Ce projet traite de l’arrachement à son lieu.
Ce projet traite de la violence d’une guerre subie dans l’enfance et de ses répercussions sur la construction d’un être.
Le traumatisme qui en résulte est refoulé car l’enfant donne toujours aux adultes l’impression de s’adapter.
A cause de la guerre du Liban et de mes origines, j’ai vécu de constants déplacements entre l’Orient et l’Occident.
Ce projet tente de faire ressentir l’émotion d’être sans arrêt éloigné de son environnement, ses amis, sa maison, d’avoir la peur inscrite au plus profond de son être. On finit par ne plus savoir à quel endroit on appartient, tout en essayant de s’intégrer, de se faire accepter dans un nouveau lieu.
« We left home…but what is home » s’inspire d’expériences personnelles du passé afin de susciter un questionnement collectif sur des événements du présent et tenter d’appréhender le futur. Les déplacements touchent de plus en plus de gens, que ce soit à cause des guerres ou des catastrophes naturelles notamment dues au réchauffement climatique.
Les œuvres que je présente dans cette installation explorent à la fois le formalisme et les thèmes autobiographiques pour susciter un questionnement plus universel sur les notions d’états intermédiaires, d’identité et d’appartenance. Leur sujet s’articule autour des notions d’arrachement et d’attachement. J’utilise consciemment des matériaux provenant de sphères différentes, celles des beaux-arts, de la littérature, de la construction et des arts appliqués. brouillant ainsi les frontières de la perception du support et du matériau. Mes sujets sont douloureusement politiques, réflexifs, mais je les traite de façon poétique et esthétique, mise en abîme du personnel dans l’universel.
Cette installation est présentée par des galeries successivement à Beyrouth, Paris et Stockhlom, ces lieux ayant été les points de chute des différents déplacements de mon enfance.
Ce projet a pris racine en moi lors de la disparition des deux maisons de mon enfance. Cette perte m’a fait soudainement réaliser que la matérialité physique de ces lieux était d’autant plus importante que la guerre m’avait contrainte toute ma jeunesse à des départs répétés. J’ai réalisé combien ils représentaient deux socles, des points d’attache profonds, dont les fondations prenaient vie dans des terres bien précises. Cet effacement, je l’ai vécu comme un déracinement de plus.

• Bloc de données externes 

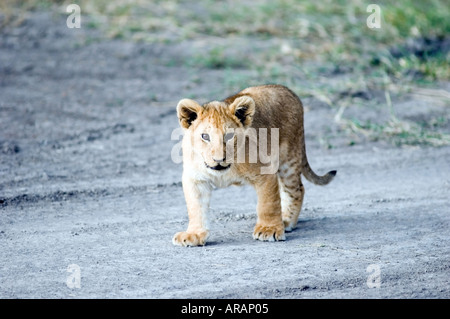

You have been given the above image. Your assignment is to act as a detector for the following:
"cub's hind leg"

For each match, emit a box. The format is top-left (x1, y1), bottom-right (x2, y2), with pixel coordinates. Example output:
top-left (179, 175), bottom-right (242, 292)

top-left (278, 163), bottom-right (305, 232)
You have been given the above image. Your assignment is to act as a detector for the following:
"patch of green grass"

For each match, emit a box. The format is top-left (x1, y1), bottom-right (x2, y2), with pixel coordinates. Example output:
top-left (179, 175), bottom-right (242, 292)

top-left (7, 0), bottom-right (448, 80)
top-left (383, 1), bottom-right (450, 39)
top-left (223, 69), bottom-right (258, 93)
top-left (188, 46), bottom-right (251, 69)
top-left (344, 117), bottom-right (450, 147)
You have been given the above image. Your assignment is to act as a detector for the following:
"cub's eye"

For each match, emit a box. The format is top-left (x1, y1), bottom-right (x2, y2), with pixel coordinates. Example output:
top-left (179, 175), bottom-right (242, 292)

top-left (201, 133), bottom-right (210, 141)
top-left (224, 132), bottom-right (234, 142)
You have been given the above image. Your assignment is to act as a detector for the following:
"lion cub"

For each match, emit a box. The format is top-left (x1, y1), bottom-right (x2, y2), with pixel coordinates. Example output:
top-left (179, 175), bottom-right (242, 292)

L’immeuble à Beyrouth avait été construit par mon grand-père paternel dans les années 40. Une authentique œuvre architecturale, avec des volumes inédits. Des boiseries en cèdre, typiques de la région. Toute la maison baignait dans la lumière grâce à une grande hauteur sous plafond et à toutes les portes en verre soufflé. Par la fenêtre de la cuisine nous pouvions voir le port et la mer avant que Beyrouth ne soit défigurée par la prolifération de nouvelles constructions.
En Suède, notre maison familiale était le lieu de mes étés. Située au bord de la mer sur une presque île, son jardin se jetait dans la mer. Elle avait été dessinée par mon grand-père maternel dans les années 50, dans une architecture minimaliste avant-gardiste. Elle était conçue en osmose avec le paysage extérieur fait de roches, de ciel, de mer, d’arbres et du cri des mouettes. L’extérieur dialoguait merveilleusement avec l’intérieur.
Ces deux maisons étaient ancrées dans des lieux totalement opposés, l’une au Sud et l’autre au Nord. Le Liban et la mer Méditerranée, la Suède et la mer Baltique. Cependant, elles avaient en commun la transparence et la luminosité. Le jour où je les ai perdues, j’ai pris conscience de la chance que j’avais eue d’avoir grandi dans de si beaux volumes.
Ces deux maisons n’existent plus, mais elles continuent de m’habiter à défaut de pouvoir, moi, les habiter.